Dance and traditions

Taï-chi

Taï-chi and Tao dance

The first principle of Isness dance is inspired by Tai Chi and lays the foundation for a dance based on energy.

Trained in Tai Chi by Philippe Laurent in Paris, Fabienne Courmont, after years of research, integrated certain practices and philosophy of Tai Chi in her method: slowness, centering in Hara, circulation of energy (Chi) in movement, Yin-Yang balance, non-duality and interiority.

NO-Theatre No and Shinto

Following her meeting with Yoshi Oïda her No- Theater and Shinto’s teacher she introduced the notion of the life’s cicle in her dance and of transcendence which involves the search for a refined gesture going to the essential. This research inspired her on the link between movement and sacred geometry.

The Shinto’s spirit is also present in Isness dance through the practice of Butô of nature and No-theatre.

Shintoism or Shinto literally “the Gods way” or “the Divine way” is the oldest spiritual voice of Japan. It comes from the dawn of time. In Shintoism, a mixture of animism and shamanism, nature is considered sacred. every element of nature can be considered a divinity or kami. The resulting deep respect defines man's place in the universe: to be an element that consciously participates in the harmony of the great whole.

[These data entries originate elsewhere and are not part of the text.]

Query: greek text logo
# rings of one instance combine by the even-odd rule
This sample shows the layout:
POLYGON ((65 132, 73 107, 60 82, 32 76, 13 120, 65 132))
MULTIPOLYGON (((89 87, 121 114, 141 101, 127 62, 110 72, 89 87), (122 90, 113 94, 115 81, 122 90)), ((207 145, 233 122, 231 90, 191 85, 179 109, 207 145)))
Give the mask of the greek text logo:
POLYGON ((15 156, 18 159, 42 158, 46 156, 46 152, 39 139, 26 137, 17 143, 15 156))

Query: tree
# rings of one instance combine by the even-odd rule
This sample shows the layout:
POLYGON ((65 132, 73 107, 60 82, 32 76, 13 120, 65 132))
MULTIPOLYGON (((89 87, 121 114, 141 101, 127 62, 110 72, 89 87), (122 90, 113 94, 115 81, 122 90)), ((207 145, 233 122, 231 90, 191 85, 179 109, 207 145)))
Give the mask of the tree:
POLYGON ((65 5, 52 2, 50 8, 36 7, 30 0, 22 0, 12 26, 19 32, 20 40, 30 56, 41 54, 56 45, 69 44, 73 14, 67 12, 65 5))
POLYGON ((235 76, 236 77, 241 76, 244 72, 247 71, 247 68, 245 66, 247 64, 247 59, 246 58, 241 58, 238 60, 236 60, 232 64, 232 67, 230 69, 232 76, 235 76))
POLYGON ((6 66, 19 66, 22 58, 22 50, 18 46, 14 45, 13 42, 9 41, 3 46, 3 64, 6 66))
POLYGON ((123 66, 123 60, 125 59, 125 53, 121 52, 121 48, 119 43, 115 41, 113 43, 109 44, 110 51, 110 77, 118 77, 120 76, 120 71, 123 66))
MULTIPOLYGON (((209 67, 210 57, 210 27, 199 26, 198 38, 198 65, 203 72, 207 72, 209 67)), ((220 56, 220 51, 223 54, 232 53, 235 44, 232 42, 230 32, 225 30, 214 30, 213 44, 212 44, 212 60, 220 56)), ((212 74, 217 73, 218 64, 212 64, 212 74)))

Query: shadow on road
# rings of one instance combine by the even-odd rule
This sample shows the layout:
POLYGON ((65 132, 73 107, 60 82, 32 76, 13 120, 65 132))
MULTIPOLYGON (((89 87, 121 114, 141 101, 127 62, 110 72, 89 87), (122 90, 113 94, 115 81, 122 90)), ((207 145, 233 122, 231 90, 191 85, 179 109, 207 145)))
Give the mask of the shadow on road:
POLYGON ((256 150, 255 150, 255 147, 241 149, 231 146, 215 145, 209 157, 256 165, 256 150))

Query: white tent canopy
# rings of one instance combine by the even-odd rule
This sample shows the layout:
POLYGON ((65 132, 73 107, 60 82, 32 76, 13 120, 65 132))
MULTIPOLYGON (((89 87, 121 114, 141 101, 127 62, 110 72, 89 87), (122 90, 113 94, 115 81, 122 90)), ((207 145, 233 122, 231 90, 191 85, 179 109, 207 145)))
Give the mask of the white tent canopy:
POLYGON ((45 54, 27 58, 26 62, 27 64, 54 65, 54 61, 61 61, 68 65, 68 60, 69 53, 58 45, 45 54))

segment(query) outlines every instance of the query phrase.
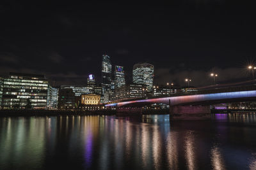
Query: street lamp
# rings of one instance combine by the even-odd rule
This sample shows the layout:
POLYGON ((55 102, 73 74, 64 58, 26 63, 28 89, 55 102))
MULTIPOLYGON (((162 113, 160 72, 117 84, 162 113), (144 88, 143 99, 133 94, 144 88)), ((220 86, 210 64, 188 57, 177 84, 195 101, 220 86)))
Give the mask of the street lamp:
POLYGON ((249 70, 252 70, 252 79, 254 78, 254 70, 256 69, 256 67, 252 66, 249 66, 248 67, 249 70))
POLYGON ((215 85, 215 78, 218 76, 218 74, 212 73, 211 73, 211 76, 213 78, 213 82, 215 85))
POLYGON ((191 80, 189 78, 186 78, 185 81, 188 83, 188 87, 189 87, 189 81, 191 81, 191 80))

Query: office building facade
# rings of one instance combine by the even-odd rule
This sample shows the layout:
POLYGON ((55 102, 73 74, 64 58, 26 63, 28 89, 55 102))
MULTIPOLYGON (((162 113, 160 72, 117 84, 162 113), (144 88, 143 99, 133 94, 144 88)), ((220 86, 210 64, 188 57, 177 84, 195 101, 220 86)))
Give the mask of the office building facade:
POLYGON ((0 77, 0 109, 2 108, 2 99, 3 90, 3 78, 0 77))
POLYGON ((100 103, 100 96, 95 94, 82 94, 81 98, 83 105, 97 105, 100 103))
POLYGON ((3 84, 3 108, 46 108, 48 81, 44 75, 10 73, 3 84))
POLYGON ((147 91, 152 92, 154 80, 154 66, 147 63, 136 64, 132 69, 132 81, 147 85, 147 91))
POLYGON ((61 110, 75 108, 75 92, 72 89, 60 89, 58 108, 61 110))
POLYGON ((115 67, 115 89, 125 85, 125 79, 123 66, 115 67))
POLYGON ((107 55, 102 55, 102 94, 111 89, 111 64, 110 57, 107 55))
POLYGON ((92 94, 94 92, 93 88, 92 87, 86 86, 74 86, 74 85, 61 85, 61 89, 72 89, 75 93, 75 96, 79 97, 81 94, 92 94))
POLYGON ((87 86, 94 89, 95 87, 95 79, 94 78, 93 74, 89 74, 88 78, 87 78, 87 86))
POLYGON ((58 108, 59 89, 52 87, 50 85, 47 93, 47 109, 58 108))

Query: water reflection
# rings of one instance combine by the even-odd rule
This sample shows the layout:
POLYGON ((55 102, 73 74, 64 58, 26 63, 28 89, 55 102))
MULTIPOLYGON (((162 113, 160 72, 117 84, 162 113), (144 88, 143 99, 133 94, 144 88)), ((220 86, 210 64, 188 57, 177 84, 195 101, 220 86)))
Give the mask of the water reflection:
POLYGON ((188 131, 185 137, 185 158, 188 169, 196 169, 195 134, 193 131, 188 131))
POLYGON ((0 169, 255 169, 255 114, 215 116, 1 118, 0 169))
POLYGON ((213 169, 225 169, 224 160, 220 148, 214 146, 211 150, 211 162, 213 169))

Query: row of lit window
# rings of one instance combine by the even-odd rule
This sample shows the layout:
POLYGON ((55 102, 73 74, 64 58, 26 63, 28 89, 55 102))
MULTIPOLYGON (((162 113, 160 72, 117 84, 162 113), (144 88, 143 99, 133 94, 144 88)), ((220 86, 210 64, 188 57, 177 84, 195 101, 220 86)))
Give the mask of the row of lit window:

The practice in Isness dance, of the Shinto exercises in the morning, symbolic and energetic gestures which are a treasure that connects us to the earth, to all creation and universe.

Danse Shinto

Original Butô and Butô of Light

Butô was founded in the sixties by Tatsumi Hijikata, who was joined by Kazuo Ohno. Born on the ruins of Hiroshima, this "dance of darkness" revolutionizes the codes of dance and forces the dancer to strip the ego. Since then it has evolved in different currents.

Butô is a form of meditation in movement. Kazuo Ohno speaks of Butô as the “dance of the soul”. Tanaka Min defines his dance as a “dance-state” or “dance-metamorphosis”. There is no style, but a state of mind where the body freed from any defined form,it can let go out what is present within ,without a priori or judgment.

Fabienne Courmont, trained in Butô in 1984 in Japan by Tanaka Min and initiated by Kazuo Ohno, has developed her own movement from her inner transformation and her research on the integral yoga of Sri Aurobindo. She calls it the Butô of light.

Unlike the Butô of darkness, where shadow and light come together without a priori or judgment, here the light illuminates the darkness to transmute it to the heart of the cells in order to raise their vibration to the frequency of love, that of the Being.

Indian sacred dance and mudras

From Swarna Mukhi who taught her in Madras the basics of Bharata Natyam, a sacred Indian dance, she integrated into Isness dance, the mudras or hands’ gestures and the offering dimension to the Divine through dance.

In the sacred dimension of dance where the dancer embodies the Divinity on earth, her gestures or mudras are powerful codes of a sacred alphabet.

The shamanic trance and the dervish dance

In many traditions trance, meditation, mantra recitation, or other practices are used to create a "modified state" of consciousness in order to gain access to certain areas of the brain, not accessible through the ordinary waking , with an higher dimension of consciousness.

The shamanic trance and the dervish dance are Isness dance’s tools which allow this opening in order to release the conscious and unconscious blockages to the freedom to be and thus to find the full potential of who we really are.